I followed, not wanting to lose my phone.   She had headed to the technician counter, where she asked a senior tech what the NAM1 and NAM2 settings were.   They were both perplexed.  I said "I am not old enough to have been in 'Nam, all I did was toggle the NAM1 and NAM2 setting, and the phone didn't work, so what does NAM1 and NAM2 do on a Verizon Nokia?"  The technicians stood around, shrugging.  And then the young female tech says "you should always leave it on NAM2".  HUH??
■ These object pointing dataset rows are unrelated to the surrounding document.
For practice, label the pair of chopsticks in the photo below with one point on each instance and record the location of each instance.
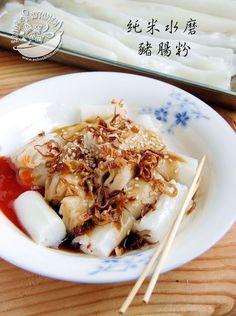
(163, 248)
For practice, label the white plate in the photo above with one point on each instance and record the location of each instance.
(187, 125)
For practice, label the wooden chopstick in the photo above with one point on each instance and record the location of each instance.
(173, 232)
(160, 247)
(142, 277)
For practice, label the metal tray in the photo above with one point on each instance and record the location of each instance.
(221, 97)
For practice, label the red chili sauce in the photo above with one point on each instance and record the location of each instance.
(10, 188)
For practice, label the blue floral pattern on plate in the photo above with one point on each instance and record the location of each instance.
(178, 111)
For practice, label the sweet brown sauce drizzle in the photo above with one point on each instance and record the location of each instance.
(10, 188)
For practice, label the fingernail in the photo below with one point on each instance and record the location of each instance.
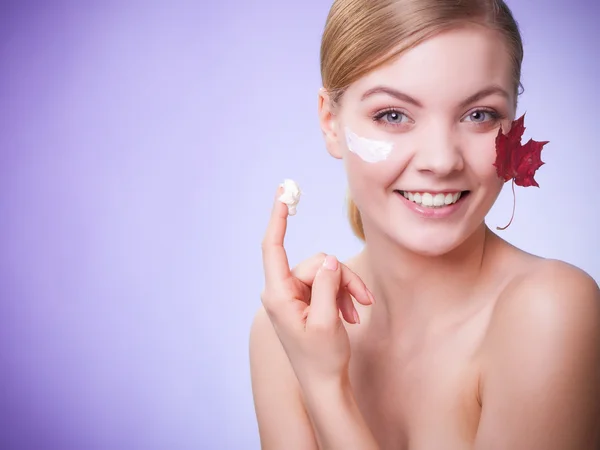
(371, 296)
(330, 262)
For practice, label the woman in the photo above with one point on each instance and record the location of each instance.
(451, 338)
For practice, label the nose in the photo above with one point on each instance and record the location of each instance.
(438, 152)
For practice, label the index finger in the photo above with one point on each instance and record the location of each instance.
(275, 261)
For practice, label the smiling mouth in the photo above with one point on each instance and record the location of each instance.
(433, 200)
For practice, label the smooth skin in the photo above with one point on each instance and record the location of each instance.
(470, 343)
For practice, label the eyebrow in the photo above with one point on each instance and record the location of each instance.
(490, 90)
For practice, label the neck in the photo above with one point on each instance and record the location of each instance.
(413, 288)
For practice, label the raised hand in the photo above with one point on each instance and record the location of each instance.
(304, 304)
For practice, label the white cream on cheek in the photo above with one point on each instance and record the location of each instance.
(368, 150)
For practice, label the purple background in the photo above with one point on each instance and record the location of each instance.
(141, 146)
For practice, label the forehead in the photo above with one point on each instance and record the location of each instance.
(446, 67)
No, that was the whole problem of why I was in the store in the first place.   Had I never toggled it off NAM1, it would have worked.  Going to NAM2 disabled the phone completely.  If it had been a Alltel phone, it would have locked up and nearly self destructed - gracefully Verizon let me toggle it back without a mother-ship intervention.  I told young tech that she was wrong, and she immediately snapped back "what's your phone number and account password?!?".  'Account password'?  I have no clue.  Dr Desert Flower pays the bill online, and has not shared the 'password' with me.  Young tech demanded my driver's license.  I told her I did not want to renew my contract, or add any features, that I just want my NAM1 toggled phone back now, thanks, I'll be going.  She'd determined that I must be a phone thief, and since I'd insulted her intelligence telling her she was wrong (she really Was Wrong) she was going to confiscate my phone if I could not prove it was mine.

Driver's licensed tendered, she compared it to the address on her screen, and was satisfied that I was not a cellular thief.  Handing me back the phone, she repeated her erroneous recommendation to "leave it on NAM2", and I reiterated that "No, NAM2 was the problem, it needs to be on NAM1, thanks anyways."

Googling NAM and Verizon and Nokia, I determined that the NAM settings were where the phone stores it's identity, and should not be messed with (link here).   I also determined that my phone cannot do T9, so therefore, everyone needs to have patience with me, and know that when they text me, I cannot rapidly text them back.   It's an arduous endeavor, to send even the shortest of messages in reply.  And Verizon, you really need to stay completely out of NAM, you don't understand it, and your State College PA store doesn't know how to recommend fixes to confused customers who have ignorantly toggled the settings.

And yes, I need to get a phone with an extended keyboard, that can also send pictures to email, so I stop asking my friends to do it for me. It's annoying and inefficient for them.  I know. I know.